The years from 1990 through 1999 were termed the "Decade of the Brain" by the Library of Congress and the National Institute of Mental Health.[1] Since that decade, our understanding of depression has grown enormously. The various roles of individual monoamines in depression and how they interrelate have been investigated.[2] Despite this gain in knowledge, the incidence of depression continues to increase.[3] Major depressive disorder (MDD) currently affects 18 million people in the United States and is projected to be the second leading cause of disability worldwide by 2020.[3,4]

The treatment of depression has been an evolving process. Monoamine oxidase inhibitors (MAOIs) were first-line treatment options at one time, followed by tricyclic antidepressants and then selective serotoninreuptake inhibitors (SSRIs).
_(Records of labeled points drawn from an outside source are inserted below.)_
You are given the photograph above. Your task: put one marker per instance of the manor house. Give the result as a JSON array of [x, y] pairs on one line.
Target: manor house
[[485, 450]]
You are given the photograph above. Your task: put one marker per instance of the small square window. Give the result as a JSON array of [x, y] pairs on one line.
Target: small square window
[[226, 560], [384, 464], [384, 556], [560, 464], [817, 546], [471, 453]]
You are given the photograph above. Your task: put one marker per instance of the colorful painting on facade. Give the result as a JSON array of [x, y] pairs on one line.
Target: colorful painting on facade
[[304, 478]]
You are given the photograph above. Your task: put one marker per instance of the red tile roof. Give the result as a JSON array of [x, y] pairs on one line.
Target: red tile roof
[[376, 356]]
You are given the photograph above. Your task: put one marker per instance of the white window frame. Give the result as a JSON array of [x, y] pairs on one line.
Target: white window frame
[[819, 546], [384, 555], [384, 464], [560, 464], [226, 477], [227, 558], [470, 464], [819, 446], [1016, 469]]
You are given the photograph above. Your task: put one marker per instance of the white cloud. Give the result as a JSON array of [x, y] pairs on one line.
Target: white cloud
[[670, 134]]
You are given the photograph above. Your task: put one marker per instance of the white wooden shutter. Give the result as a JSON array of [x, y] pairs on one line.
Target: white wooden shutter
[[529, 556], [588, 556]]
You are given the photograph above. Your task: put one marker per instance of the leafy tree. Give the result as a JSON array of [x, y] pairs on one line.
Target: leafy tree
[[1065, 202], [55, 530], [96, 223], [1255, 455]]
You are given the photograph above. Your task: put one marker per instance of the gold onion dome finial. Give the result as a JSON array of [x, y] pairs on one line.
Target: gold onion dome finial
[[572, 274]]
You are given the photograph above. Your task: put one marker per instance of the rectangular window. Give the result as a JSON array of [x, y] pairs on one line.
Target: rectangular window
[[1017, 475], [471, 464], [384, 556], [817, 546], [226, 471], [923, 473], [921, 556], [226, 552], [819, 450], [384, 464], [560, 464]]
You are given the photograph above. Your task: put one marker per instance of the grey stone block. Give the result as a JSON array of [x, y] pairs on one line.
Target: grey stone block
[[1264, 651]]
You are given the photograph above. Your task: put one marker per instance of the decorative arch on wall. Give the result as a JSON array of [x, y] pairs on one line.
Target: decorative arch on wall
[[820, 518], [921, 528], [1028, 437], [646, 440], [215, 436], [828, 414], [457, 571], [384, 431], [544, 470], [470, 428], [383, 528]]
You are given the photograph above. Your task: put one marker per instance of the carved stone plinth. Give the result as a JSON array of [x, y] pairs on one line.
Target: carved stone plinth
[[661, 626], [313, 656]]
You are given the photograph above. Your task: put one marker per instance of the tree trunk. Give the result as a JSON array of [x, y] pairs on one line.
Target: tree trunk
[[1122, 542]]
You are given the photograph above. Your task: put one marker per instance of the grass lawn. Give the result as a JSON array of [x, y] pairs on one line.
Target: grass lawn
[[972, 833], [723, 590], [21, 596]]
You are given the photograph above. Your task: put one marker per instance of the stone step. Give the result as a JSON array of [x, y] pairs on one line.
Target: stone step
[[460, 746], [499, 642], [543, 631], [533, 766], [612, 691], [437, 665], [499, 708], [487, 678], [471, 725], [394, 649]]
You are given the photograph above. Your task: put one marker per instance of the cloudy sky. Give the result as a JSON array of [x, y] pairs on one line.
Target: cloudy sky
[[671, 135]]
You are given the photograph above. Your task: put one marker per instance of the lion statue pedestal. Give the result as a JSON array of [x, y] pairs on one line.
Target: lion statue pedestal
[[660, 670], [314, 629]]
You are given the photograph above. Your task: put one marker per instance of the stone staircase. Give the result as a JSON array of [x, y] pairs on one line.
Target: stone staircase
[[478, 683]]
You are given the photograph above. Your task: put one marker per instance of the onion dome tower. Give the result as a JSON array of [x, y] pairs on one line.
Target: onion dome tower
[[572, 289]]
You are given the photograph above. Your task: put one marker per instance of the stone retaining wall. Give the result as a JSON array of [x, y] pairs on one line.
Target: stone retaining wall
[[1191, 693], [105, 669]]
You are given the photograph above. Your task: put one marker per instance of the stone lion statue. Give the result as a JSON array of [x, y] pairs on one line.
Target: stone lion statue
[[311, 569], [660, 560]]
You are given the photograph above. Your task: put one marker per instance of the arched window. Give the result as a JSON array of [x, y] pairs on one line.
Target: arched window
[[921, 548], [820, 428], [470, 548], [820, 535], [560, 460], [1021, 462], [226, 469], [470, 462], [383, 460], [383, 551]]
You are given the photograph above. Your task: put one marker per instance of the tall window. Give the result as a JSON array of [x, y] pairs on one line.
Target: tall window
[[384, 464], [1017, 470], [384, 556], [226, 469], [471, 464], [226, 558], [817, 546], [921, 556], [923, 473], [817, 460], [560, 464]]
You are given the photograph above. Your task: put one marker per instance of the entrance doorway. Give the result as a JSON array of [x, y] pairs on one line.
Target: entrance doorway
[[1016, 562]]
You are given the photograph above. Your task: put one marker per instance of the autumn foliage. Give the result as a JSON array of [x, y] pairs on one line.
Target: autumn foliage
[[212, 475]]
While this evolution has provided more tolerable drug therapy for depression, the efficacy of our first-line drugs still needs improvement.[5] Currently only 30–40% of patients reach remission during an initial trial with an antidepressant.[6,7,8,9,10,11,12,13,14,15,16] With these low percentages of success, our need for more effective antidepressant therapy is apparent. Recently, FDA approved duloxetine hydrochloride for MDD. Duloxetine is a new antidepressant with dual norepinephrine- and serotonin-reuptake inhibitor properties.[17] There are some data showing increased remission rates with dual reuptake inhibition of both serotonin and norepinephrine over serotonin alone that raise our hopes for this mechanism of treatment.[8–16]

Duloxetine may also offer a new treatment option for patients with neuropathic pain or stress urinary incontinence. These indications, although seemingly dissimilar, have strong relationships to depression. The single highest predictor of urinary incontinence in women is depression (odds ratio, 2.48; p < 0.001).[18] Pain and depression have also been consistently linked.[19,20] The precise reason for the relationships have not been established, but they are thought to be bidirectional.[18,21]

This article reviews the pharmacology, pharmacokinetics, clinical efficacy, safety, drug interactions, dosage and administration, cost, and place in therapy of duloxetine for major depression, diabetic peripheral neuropathic pain, and stress urinary incontinence.